Posted September 16, 2016 by Casee in Reviews | 1 Comment

Review: Her Darkest Nightmare by Brenda NovakReviewer: Casee
Her Darkest Nightmare by Brenda Novak
Series: The Evelyn Talbot Chronicles #1
Published by St. Martin's Paperbacks
Publication Date: August 30th 2016
Genres: Romantic Suspense
Pages: 432
Buy on Amazon | Barnes & Noble

First in an electrifying new series from New York Times bestselling author Brenda Novak
THE HUNT FOR A SERIAL KILLER Evelyn Talbot knows that a psychopath can look perfectly normal. She was only sixteen when her own boyfriend Jasper imprisoned and tortured her—and left her for dead. Now an eminent psychiatrist who specializes in the criminal mind, Evelyn is the force behind Hanover House, a maximum-security facility located in a small Alaskan town. Her job puts her at odds with Sergeant Amarok, who is convinced that Hanover is a threat to his community…even as his attraction to beautiful Evelyn threatens to tear his world apart. BEGINS WITH AN ESCAPE FROM HER PAST Then, just as the bitter Alaskan winter cuts both town and prison off from the outside world, the mutilated body of a local woman turns up. For Amarok, this is the final proof he needs: Hanover has to go. Evelyn, though, has reason to fear that the crime is a personal message to her—the first sign that the killer who haunts her dreams has found her again. . .and that the life she has so carefully rebuilt will never be the same…
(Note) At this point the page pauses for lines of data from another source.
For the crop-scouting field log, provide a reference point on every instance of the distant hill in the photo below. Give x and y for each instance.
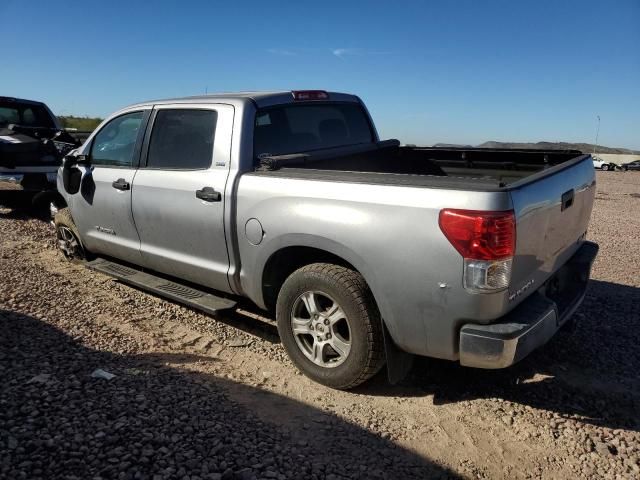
(583, 147)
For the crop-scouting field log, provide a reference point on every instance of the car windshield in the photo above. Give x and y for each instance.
(305, 127)
(25, 114)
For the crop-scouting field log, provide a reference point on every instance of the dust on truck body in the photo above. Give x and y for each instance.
(366, 250)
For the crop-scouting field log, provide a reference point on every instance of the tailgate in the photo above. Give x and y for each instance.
(552, 215)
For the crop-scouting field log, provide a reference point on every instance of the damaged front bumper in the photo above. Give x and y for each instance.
(27, 181)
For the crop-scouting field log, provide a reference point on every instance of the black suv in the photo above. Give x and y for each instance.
(32, 145)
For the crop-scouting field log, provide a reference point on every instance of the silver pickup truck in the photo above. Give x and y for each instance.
(367, 251)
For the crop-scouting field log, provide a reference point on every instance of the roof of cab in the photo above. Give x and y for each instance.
(20, 100)
(261, 99)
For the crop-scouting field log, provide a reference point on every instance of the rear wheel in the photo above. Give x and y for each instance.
(330, 325)
(68, 238)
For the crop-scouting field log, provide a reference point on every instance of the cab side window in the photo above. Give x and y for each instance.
(114, 144)
(182, 139)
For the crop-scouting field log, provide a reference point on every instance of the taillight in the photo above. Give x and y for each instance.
(310, 95)
(486, 240)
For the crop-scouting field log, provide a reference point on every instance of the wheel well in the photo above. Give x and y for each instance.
(286, 261)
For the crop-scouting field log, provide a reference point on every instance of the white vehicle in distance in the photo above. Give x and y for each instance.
(602, 165)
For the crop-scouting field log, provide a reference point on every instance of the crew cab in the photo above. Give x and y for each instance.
(32, 145)
(366, 250)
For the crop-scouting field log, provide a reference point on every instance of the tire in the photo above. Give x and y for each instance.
(355, 324)
(68, 237)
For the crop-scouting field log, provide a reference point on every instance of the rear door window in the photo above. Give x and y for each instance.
(182, 139)
(114, 144)
(306, 127)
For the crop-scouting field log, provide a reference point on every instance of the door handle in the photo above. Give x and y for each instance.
(567, 200)
(208, 194)
(121, 184)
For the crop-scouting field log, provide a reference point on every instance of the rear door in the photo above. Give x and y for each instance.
(178, 193)
(102, 207)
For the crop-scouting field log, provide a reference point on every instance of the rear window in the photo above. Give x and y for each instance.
(24, 114)
(182, 139)
(306, 127)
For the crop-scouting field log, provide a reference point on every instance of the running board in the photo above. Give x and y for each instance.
(162, 287)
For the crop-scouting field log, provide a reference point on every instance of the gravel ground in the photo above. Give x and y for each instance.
(198, 398)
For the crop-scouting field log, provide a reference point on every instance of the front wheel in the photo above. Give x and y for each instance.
(68, 238)
(330, 325)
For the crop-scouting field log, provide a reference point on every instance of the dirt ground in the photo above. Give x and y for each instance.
(201, 398)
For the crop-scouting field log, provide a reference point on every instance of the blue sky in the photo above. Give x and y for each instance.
(436, 71)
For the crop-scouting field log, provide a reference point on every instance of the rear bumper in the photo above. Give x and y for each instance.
(532, 323)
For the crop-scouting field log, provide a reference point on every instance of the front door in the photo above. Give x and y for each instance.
(179, 193)
(102, 207)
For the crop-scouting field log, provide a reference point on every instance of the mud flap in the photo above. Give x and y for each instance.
(399, 362)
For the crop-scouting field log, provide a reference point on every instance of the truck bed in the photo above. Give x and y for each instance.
(452, 168)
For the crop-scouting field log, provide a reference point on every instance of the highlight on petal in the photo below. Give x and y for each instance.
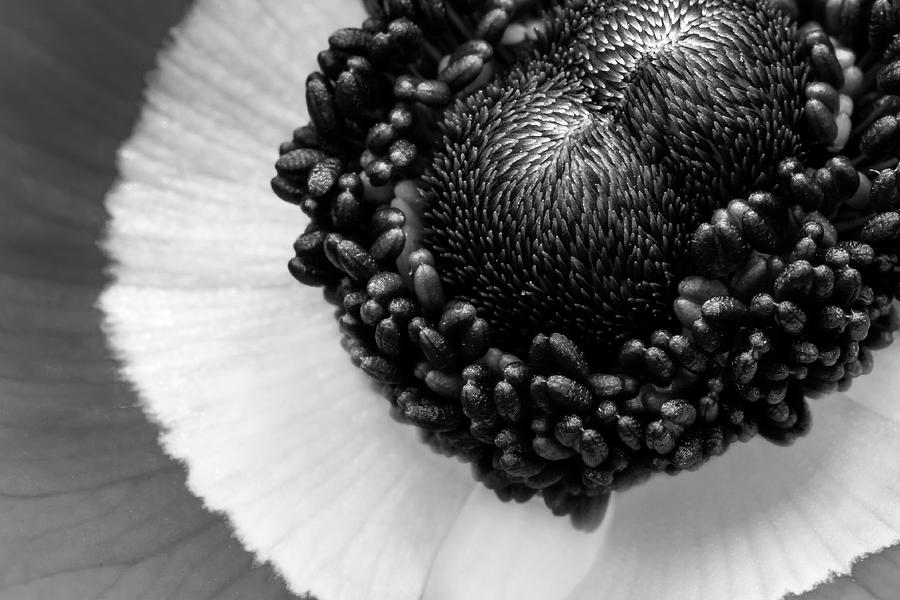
(765, 521)
(509, 551)
(242, 369)
(243, 372)
(91, 506)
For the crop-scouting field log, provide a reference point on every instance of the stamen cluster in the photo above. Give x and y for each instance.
(571, 312)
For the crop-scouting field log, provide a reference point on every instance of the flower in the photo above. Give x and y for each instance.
(219, 348)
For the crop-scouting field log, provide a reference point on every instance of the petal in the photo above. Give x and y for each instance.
(91, 506)
(512, 551)
(240, 365)
(764, 520)
(875, 578)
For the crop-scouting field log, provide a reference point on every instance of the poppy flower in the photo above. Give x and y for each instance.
(179, 419)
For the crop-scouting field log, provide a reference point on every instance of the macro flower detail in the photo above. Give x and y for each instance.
(160, 322)
(608, 251)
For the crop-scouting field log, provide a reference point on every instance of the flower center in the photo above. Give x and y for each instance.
(565, 195)
(581, 242)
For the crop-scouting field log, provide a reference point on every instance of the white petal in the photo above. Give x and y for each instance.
(240, 365)
(507, 551)
(91, 506)
(763, 520)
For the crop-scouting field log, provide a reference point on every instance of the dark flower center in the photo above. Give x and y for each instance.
(611, 247)
(566, 193)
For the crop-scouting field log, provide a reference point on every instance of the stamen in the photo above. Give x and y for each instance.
(572, 276)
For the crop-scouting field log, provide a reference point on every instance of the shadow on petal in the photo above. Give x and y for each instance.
(91, 506)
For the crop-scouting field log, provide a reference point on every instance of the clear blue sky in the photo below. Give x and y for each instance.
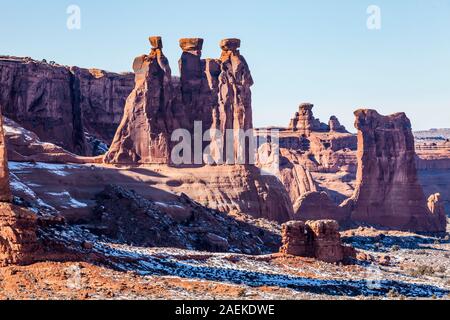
(317, 51)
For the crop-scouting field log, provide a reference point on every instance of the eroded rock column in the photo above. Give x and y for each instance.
(143, 135)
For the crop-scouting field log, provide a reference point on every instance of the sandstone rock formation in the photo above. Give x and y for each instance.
(315, 239)
(388, 192)
(25, 146)
(18, 241)
(304, 121)
(60, 103)
(213, 92)
(436, 207)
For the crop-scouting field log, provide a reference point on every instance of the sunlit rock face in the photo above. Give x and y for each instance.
(60, 104)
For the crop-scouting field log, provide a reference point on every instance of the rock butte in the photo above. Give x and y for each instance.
(213, 91)
(388, 192)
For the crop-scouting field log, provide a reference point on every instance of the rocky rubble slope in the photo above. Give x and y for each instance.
(60, 103)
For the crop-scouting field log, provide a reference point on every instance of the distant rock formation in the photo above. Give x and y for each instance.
(18, 241)
(388, 192)
(315, 239)
(60, 103)
(5, 191)
(143, 135)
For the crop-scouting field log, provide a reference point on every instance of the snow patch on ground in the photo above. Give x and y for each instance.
(57, 169)
(71, 201)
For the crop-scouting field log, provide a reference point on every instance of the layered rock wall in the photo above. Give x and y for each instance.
(315, 239)
(60, 104)
(388, 192)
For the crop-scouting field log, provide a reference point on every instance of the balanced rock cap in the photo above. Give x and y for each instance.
(231, 44)
(191, 44)
(156, 42)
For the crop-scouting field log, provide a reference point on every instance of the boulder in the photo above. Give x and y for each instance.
(304, 121)
(60, 103)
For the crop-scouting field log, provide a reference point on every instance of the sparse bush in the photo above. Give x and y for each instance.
(393, 294)
(442, 269)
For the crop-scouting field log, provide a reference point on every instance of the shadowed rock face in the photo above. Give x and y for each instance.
(318, 205)
(304, 121)
(315, 239)
(388, 192)
(213, 91)
(5, 191)
(61, 103)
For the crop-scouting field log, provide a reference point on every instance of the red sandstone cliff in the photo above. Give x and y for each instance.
(18, 241)
(61, 103)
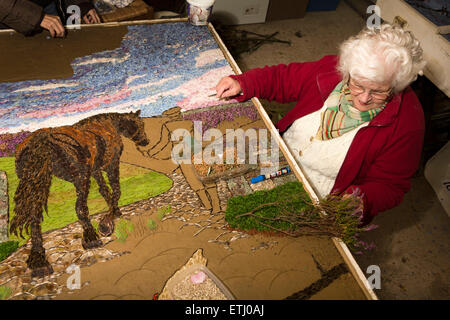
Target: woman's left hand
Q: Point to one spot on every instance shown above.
(91, 17)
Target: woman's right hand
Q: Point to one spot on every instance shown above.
(228, 87)
(53, 25)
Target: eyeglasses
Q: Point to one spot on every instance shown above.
(357, 89)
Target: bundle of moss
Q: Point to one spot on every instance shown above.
(288, 209)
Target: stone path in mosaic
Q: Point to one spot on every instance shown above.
(63, 246)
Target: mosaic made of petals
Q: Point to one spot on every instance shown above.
(156, 67)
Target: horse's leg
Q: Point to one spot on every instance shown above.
(90, 238)
(113, 177)
(106, 226)
(36, 260)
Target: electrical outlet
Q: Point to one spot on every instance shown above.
(251, 10)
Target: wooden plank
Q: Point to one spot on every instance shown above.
(340, 245)
(115, 24)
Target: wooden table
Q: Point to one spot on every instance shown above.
(137, 10)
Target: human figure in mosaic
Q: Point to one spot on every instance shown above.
(357, 128)
(32, 16)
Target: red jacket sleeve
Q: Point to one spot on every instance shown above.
(388, 177)
(282, 83)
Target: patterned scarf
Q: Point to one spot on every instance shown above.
(340, 116)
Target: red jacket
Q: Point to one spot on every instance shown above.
(383, 155)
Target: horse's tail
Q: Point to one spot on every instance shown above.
(34, 169)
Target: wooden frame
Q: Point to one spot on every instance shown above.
(339, 244)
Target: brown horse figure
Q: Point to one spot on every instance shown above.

Dr. Evelyn Talbot has dedicated her life to gain a better understanding of the mind of a psychopath. Hanover House is a place that has opened after years of dedication and hard work. Evelyn runs Hanover House, but she can still be held accountable for her decisions.

Evelyn has been obsessed (that’s the only word to use here) with the psychotic mind since she was sixteen. Abducted by her high school boyfriend and subsequently tortured and raped, Evelyn was left for dead. It was only a stroke of luck that left Evelyn alive and able to get help. No one had a clue what Jasper was capable of, including Evelyn herself. That’s what got her obsession started. Ever since then, it has run her life.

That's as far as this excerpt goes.